Believe it or not, deer are peculiar little creatures and can be pretty tough to actually get a handle on. In order to actually figure how to kill a deer, you must first determine where their home is. Once you have figured out where they sleep, eat and drink, all you need to do is determine when you should hunt and when you shouldn’t and then wait on the best conditions. In terms of location, every hunter needs to become familiar with the following seven things regarding the home range of a buck:
They Aren’t Square, Circular or Even Rectangular
What comes to mind when you think of a home range? Probably a square block, right? Well, this isn’t the case for a buck’s home range. In fact, it isn’t any type of regular shape; instead, it is an organic shape – no regular form whatsoever. For deer, a home range is established based on needs and where it can be found.

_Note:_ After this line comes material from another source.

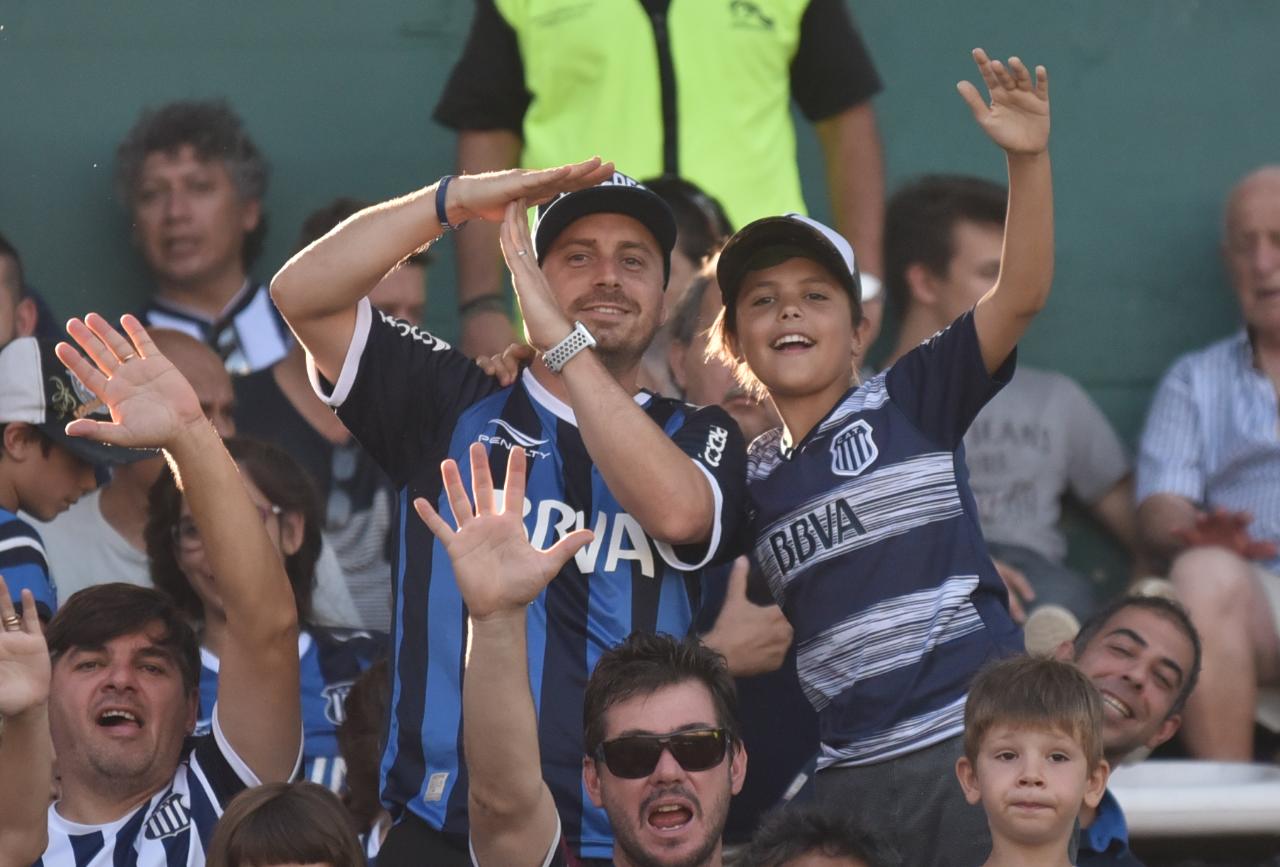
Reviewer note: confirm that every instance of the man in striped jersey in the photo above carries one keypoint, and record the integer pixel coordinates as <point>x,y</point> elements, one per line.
<point>1208,483</point>
<point>657,480</point>
<point>135,788</point>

Bedding, Food and Water All Play Roles
The availability of bedding cover, food and water will play a huge role on a buck’s home range. Since these are the three primary needs of deer, they will significantly influence the shape, size and location of a deer’s home range.
A deer’s home range can and will change. In many cases, there will be a different home range during the spring and summer than during the fall and winter. Sometimes, bucks will change from year to year.
The Core Area Is Different Than the Home Range
A home range is the area where the deer lives. As a general rule, this consists of roughly 650 acres. The core area is the area where the deer will spend the majority of its time – roughly 75 to 80 percent. Usually, this consists of somewhere between 50 and 75 acres.
Deer Like to Go on Excursions
It isn’t uncommon for deer to venture outside of their home range. There are even studies that have previously documented this type of behavior. In fact, this may explain why there are sometimes random deer that show up for a couple of days and then disappear forever.
Pressure May or May Not Be a Factor
Although not all, there are some deer that are negatively impacted by pressure. Every deer has a different reaction to human intrusion. Ultimately, it is a theory that is best left untested. Try to stay off their radar.
Each Deer Is Unique with Different Traits
Like humans, deer have their own personalities, which means that they have their own traits, habits, etc. So, each deer has its own bedding habits, food preferences, travel routines, etc. This also means that there are no two deer that have the same home ranges or core areas.